Labor Day suddenly controversial?

Despite a unanimous vote, there was a little argument over a symbolic Labor Day resolution passed by the Johnson County supervisors today.

Before the vote, Republican John Etheredge said he would vote for the resolution despite disagreeing with parts of it.

Following the vote Etheredge said the specific language that concerned him was: "unions continue to fuel the growth of our economy and a strng middle class,"

"If you go to a livable wage it doesn't facilitate a persons ability to afford items. In the end the consumer always pays," said Etheredge. "That burden is actually on the taxpayers. We should focus on quality rather than whether it's union or not. I just don't like pitting people against each other, union vs. non-union. It's the person and the people and the work ethic, not whether it's union or not."

"Living wage should not be a controversial issue," said Board chair Janelle Rettig. "You should be able to work 40 hours a week and pay your bills."

"I don't see the things that the clerks and ambulance drivers and sheriff's deputies do as a burden," said Rod Sullivan; "I see it as a benefit."

We went with the cheaper labor at HHS," said Pat Harney, discussing the county building opened in 2008 and built by a non-union firm, "and now we're paying the price for it."

City Federation of Labor President Pat Hughes, accepting the proclamation, said "Because a non-union contractor knows how much union workers earn, they can just care enough off a bid to just slip in. The savings are insignificant and the money goes to the boss."

"We think it's our mission to represent all workers, not just union members," said Jesse Case of the Teamsters, noting that union contracts set the wage and benefit standards for non-union labor as well.
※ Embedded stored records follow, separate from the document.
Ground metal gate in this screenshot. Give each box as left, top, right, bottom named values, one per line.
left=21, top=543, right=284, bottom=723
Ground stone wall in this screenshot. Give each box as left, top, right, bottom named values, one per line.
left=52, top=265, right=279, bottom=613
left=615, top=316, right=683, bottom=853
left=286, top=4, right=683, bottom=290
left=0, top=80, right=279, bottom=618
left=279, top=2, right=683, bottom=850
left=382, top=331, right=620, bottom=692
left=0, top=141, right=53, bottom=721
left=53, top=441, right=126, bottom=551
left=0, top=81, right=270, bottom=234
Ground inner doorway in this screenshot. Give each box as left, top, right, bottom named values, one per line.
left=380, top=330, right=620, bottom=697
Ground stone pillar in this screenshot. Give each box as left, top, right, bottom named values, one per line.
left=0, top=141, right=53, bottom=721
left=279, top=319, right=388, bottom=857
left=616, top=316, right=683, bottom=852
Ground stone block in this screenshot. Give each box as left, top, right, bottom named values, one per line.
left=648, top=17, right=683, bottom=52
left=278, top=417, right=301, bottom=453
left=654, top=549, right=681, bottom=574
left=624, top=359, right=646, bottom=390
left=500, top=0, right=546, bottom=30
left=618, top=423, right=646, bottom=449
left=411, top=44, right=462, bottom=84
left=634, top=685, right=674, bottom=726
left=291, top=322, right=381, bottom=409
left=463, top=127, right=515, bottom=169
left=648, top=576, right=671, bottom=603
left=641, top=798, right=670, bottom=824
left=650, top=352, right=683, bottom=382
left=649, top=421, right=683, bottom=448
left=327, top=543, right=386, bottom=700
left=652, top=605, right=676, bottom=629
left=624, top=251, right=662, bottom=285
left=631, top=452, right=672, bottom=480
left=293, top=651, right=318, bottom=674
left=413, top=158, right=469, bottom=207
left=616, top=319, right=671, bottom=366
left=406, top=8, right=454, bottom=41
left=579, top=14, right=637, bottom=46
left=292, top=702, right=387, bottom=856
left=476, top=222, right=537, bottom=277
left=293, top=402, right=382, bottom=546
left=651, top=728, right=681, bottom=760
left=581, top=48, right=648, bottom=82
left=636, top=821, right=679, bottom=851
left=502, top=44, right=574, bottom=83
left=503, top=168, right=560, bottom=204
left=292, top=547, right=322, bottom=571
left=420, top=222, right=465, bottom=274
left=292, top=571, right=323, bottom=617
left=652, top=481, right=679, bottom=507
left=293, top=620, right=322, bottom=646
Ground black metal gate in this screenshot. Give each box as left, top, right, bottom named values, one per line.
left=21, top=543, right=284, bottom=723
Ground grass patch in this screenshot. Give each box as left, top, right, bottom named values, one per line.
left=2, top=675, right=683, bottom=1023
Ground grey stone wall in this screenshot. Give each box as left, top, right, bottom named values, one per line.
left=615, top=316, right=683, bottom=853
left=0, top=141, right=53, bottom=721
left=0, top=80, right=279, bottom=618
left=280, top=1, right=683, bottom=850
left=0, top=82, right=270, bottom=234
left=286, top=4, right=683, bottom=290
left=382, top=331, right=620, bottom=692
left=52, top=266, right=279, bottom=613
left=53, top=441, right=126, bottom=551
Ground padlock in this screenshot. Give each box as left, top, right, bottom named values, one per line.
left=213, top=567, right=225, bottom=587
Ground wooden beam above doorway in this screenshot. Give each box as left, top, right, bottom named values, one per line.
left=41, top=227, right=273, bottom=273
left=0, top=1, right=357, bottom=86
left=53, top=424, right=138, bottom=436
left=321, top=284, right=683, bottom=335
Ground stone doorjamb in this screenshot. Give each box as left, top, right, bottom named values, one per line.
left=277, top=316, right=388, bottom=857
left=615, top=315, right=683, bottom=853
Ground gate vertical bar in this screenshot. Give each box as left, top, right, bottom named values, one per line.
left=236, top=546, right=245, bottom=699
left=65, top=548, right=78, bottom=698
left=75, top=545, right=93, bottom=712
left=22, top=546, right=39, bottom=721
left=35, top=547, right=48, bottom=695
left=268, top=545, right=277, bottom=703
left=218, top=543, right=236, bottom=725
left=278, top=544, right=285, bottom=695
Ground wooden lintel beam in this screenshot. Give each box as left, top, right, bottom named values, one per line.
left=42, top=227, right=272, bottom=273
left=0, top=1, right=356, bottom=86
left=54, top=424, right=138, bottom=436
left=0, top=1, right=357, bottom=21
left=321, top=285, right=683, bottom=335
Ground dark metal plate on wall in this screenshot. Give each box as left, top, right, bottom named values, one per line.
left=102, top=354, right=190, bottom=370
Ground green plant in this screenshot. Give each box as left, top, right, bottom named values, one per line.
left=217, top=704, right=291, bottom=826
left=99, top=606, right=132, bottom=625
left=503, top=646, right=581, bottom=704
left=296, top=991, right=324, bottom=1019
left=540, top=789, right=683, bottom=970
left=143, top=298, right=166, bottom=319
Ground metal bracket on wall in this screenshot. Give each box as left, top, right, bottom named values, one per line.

Hughes also said wage theft, especially of last checks for a job, is common in Johnson County. "Workers still have to fight for their own justice and dignity."

Full audio of the discussion will be available later in the day. Full text of the proclamation:
WHEREAS, hard-working men and women across Johnson County prove that we are home to the most creative, dynamic, and talented workers in the world, on Labor Day and throughout the year, we celebrate our County's workers; and

WHEREAS, the right to organize and collectively bargain is a fundamental American value.  Since its beginnings, organized labor has raised our living standards and built our middle class.  It is the reason we have child labor laws, 40-hour weeks, weekends, overtime, vacations, the minimum wage, sick leave, parental leave, OSHA, employment nondiscrimination, pensions, Social Security, health insurance, and so much more.  Many Americans today are given opportunities because their parents and grandparents fought for these basic rights and values.  The principles upheld by the honorable laborers of generations past and their unions continue to fuel the growth of our economy and a strong middle class; and

WHEREAS, there is a vigorous fight to protect these rights and values, and on this Labor Day, we reaffirm that collective bargaining is a cornerstone of the American dream.  From public employees -- including SEATS Drivers, Social Workers, Ambulance employees, Clerks, Plow Drivers, Sheriff’s Deputies, and others who perform public services -- to workers in private industries, these men and women hold the power of our Nation in their hands.

NOW, THEREFORE, be it resolved that we, the Johnson County Board of Supervisors, do hereby proclaim Monday, September 2, 2013, as:


and call upon all people of Johnson County to observe this day with appropriate programs, ceremonies, and activities that acknowledge the tremendous contributions of working Americans and their families.